11-12-2011:  1: 54 PM

I forgot I had a card reader on my laptop.  Anyway, a picture is worth a thousands words.

Annakate is eating frog legs in this picture.

Annakate is helping Bro. Kurt run the sound board at church.

Have the snacks, the drinks, the birthday girl. We just need the
classmates to celebrate.

Davis and Marla. . . .and of course, the coins.


Our friends, Kristin and Andrew (Davis calls him "Rabble Rabble") picked him up
this Cardinals flat-bill cap.  Davis thinks he is so cool; I think he looks a bit dorky. And so the age gap
on what is cool and what isn't widens.

Davis is getting chemo in this picture. A nurse had this beautiful scarf that was handmade in Africa.
She draped it on Davis because he looked cold. I don't know why, but I love this picture.

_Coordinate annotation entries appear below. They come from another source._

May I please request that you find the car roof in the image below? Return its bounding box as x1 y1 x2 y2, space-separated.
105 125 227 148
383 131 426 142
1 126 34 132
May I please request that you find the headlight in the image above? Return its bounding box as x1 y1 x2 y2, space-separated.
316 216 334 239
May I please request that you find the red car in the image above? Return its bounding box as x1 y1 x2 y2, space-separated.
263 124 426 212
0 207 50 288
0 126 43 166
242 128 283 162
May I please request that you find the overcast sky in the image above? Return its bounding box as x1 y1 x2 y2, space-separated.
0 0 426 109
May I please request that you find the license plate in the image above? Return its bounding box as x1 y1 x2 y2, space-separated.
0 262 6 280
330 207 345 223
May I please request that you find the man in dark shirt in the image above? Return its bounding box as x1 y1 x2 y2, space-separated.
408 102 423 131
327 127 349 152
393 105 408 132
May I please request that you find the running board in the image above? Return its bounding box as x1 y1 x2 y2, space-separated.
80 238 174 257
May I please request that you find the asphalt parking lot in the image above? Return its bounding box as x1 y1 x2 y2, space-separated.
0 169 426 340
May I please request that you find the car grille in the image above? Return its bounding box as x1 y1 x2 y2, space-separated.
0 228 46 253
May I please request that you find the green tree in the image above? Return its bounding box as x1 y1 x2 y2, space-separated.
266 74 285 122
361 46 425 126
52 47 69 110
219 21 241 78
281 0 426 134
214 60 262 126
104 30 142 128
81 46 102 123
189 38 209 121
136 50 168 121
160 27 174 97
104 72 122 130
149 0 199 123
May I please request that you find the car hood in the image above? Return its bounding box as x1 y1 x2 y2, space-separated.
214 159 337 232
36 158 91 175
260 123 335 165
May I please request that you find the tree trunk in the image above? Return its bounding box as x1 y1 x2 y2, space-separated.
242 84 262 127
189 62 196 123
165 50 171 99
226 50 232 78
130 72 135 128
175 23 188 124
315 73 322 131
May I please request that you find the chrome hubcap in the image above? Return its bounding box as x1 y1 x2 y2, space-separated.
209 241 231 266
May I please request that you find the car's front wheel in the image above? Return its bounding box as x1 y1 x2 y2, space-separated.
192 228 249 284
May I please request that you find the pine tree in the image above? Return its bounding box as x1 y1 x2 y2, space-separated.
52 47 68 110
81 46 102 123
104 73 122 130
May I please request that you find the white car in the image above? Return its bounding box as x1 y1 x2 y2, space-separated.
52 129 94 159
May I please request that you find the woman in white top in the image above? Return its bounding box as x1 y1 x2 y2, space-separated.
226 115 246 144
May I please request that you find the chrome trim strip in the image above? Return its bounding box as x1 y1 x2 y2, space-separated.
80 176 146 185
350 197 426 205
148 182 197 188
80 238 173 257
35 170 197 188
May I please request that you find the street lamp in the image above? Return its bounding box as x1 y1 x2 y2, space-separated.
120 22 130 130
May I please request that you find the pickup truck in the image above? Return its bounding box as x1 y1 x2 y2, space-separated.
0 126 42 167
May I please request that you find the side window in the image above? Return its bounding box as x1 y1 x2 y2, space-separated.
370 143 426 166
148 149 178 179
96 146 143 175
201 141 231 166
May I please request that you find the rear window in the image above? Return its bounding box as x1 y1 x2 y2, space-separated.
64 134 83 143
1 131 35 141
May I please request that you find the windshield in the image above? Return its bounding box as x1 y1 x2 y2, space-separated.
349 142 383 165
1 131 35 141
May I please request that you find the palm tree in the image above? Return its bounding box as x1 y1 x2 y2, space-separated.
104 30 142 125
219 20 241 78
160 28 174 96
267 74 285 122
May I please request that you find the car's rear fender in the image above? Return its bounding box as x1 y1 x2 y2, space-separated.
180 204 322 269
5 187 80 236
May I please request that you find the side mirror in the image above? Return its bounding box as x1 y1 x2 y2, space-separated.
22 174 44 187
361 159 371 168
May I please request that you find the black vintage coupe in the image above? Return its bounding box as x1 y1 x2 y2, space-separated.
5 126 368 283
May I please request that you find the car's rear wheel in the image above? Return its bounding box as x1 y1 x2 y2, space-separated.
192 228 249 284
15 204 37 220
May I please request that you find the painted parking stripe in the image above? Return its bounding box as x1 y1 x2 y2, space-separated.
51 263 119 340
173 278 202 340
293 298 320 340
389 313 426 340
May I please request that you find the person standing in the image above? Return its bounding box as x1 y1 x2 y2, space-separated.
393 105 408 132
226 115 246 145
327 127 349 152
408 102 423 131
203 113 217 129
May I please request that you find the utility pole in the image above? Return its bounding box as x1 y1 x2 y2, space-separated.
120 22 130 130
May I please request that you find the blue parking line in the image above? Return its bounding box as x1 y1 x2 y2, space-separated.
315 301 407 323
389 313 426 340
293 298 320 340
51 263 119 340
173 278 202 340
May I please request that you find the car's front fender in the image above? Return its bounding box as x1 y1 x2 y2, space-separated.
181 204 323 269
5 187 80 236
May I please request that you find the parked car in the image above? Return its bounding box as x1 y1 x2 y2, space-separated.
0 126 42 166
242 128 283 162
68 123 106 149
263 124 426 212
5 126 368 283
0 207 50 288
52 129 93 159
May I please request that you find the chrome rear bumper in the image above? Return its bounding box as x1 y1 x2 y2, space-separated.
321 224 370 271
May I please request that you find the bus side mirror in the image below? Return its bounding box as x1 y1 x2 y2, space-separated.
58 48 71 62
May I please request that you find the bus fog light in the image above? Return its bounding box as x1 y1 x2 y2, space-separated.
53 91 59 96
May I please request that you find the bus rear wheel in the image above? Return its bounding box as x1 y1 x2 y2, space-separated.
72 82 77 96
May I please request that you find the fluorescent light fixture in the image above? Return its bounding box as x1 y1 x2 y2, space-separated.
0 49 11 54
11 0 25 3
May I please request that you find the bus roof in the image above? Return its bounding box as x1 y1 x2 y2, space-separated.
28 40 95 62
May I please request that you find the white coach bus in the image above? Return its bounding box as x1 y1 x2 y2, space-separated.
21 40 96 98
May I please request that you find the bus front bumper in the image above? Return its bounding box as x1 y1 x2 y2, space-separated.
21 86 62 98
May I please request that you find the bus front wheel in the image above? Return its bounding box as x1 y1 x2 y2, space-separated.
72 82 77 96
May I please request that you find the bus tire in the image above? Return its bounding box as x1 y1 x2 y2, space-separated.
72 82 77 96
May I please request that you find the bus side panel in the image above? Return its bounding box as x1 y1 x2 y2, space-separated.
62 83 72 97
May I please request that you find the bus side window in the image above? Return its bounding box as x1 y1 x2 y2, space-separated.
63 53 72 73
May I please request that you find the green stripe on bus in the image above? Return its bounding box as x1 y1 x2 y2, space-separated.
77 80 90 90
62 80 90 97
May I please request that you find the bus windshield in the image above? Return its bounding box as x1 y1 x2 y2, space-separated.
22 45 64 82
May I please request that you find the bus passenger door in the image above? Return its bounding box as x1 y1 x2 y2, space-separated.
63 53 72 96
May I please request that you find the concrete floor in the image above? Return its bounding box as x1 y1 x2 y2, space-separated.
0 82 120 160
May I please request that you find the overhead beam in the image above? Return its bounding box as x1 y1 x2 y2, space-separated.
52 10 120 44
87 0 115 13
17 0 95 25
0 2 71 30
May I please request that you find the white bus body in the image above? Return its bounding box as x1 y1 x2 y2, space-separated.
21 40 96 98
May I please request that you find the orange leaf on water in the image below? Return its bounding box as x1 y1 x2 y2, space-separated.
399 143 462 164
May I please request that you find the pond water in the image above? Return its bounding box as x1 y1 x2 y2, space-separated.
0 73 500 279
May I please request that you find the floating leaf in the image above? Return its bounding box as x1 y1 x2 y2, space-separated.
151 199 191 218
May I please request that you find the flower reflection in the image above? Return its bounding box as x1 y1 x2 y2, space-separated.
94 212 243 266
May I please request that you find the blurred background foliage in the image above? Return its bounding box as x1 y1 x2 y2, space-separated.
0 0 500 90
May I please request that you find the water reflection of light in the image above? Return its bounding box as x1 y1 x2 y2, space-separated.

Davis took this picture. Annakate and I are waiting for Kyle to pull up the car
to the pick-up post near the parking garage.

Here we are getting ready to eat at Kobe's, a hibachi grill restaurant.

This is right after Davis has received his Peg shots. He has to gather his strength and courage
to move his legs afterwards. He just hangs out until he is ready to move.

We ran into Ms. Karen Turnbow, Ashmore School lunch lady, in clinic on Friday. It was nice to see
someone from home in St. Louis.

Annakate did a food and pet food drive for her birthday (in lieu of gifts). We dropped off
the dog and cat food at the animal shelter today. It was risky, because we barely made it
out of there without bringing a critter home.  I knew I was in trouble when Annakate said, "Hey, Mom. I brought my money with me. Maybe I could get a dog instead on an i-pod." 

This is impressive and very moving. Jefferson School has a whole wall
with students' hands on it. Many of the hands have encouragement for Davis on them.
This picture doesn't do the display justice. My camera was too small to capture it all.